I had a conversation with a girlfriend the other day that basically sums up this entire article. I said, “Why did it take us so long to figure out what we wanted out of our lives?” She promptly replied: “Parental protest.”
Parental protest -- the unyielding NO of a generation of moms and dads that, with all the best intentions, simply refused to let us make our own mistakes.
From the time we are born until the day we leave the nest, the parental figures are always guiding, always lending their wisdom, lovingly protesting the natural expressions we as a generation are just now discovering it’s okay to explore.
All our lives, we heard: “DON’T color outside the lines"; "DON’T make such a racket"; "THAT isn’t music"; "THAT isn’t art"; "THAT isn’t a viable career option"; "HOW will you ever have any security doing THAT?!” And so on…
You know they mean well, and you aim to please. So we go along with the rules and regulations, occasionally stepping over the line and always learning that that kind of independent thought will most certainly be met with consequence.
We learn the rules, how to survive and the benefits of following the pack -- the etiquette of life, so to speak.
Ever-guided by mom and dad, we discover that our career ambitions are best left as a hobby and, with a heavy heart, we apply to secondary schools with majors in things like “business management” and “political science.”
Few people who majored in political science actually give a rat’s ass about political science and have gone on to pursue it in any way, shape or form.
Because most of us, the lucky ones, anyway, realize just how lost we are as we settle into our 20s. We recognize that we are a generation of late-rebellion, a mass of creative pursuits oppressed by all the guidelines we were prompted to follow from birth. You’re lucky to be lost.
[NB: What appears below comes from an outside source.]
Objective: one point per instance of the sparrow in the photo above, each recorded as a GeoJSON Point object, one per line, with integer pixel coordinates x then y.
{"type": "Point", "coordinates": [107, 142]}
Because if you can recognize that you aren’t truly living the life you were destined to live, you’re one step closer to that feeling of purpose, that zest for life – the evasive happiness-unicorn of our 20s.
As I sit here writing this Starbucks-fueled rant, at a table to my right sits a mother and young son; he looks to be about 8.
They’ve scored those two sweet lazy-boy type seats by the fireplace and the little boy is relentless in his efforts to drag the small table between them closer to him with his feet.
Clearly, he’s comfortable and his cookie is just enough out of reach that it might as well be on a table in Denmark.
I sympathize -- I’ve been dragging the chair opposite this table closer and further from me as I’ve needed things from my purse for the last hour. Smart kid.
Unfortunately for him, momma-dukes is on the case and, after several long-winded iterations of “STOPPPPP THAT," she finally snatches his cookie away and explains that if he can’t sit like a little gentleman and eat like “a normal person” then he just won’t get to eat his cookie.
Period. Not to sound over-dramatic, or to make some claim that we should let the kids of today run wild, but this is where it starts.
Here is a small kid with a creative mind who has a problem, he comes up with a creative solution, gets punished and learns that life will be easier if he just does as he’s shown and told. Another future lemming.
Our parents did it out of love. Certainly they felt that our quality of life would be better if we all ended up as doctors and lawyers -- financial security, a snazzy title, maybe even a corner office.
Some of us are not designed for that, and some of us are. The point is, there’s got to be a happy medium somewhere in there that says it’s okay if we’re not.
Our kids, if and when we start having them, need to know that thinking outside the box is golden, that going against the grain and being the oddball is going to pay off.
They need to understand that when they hear, “NO,” there should be a reason and they are entitled to hear it. These future creative geniuses need to be nurtured in their weirdness and encouraged in their rebellious pursuits.
Hopefully for them, when it comes time to apply to the next destination, they will do it with more self-awareness than we did.
Because we're a generation over-stocked on degrees we will never use and student loans we will never pay off, still searching for some way to get that cookie that doesn’t involve pretending to be someone we’re not.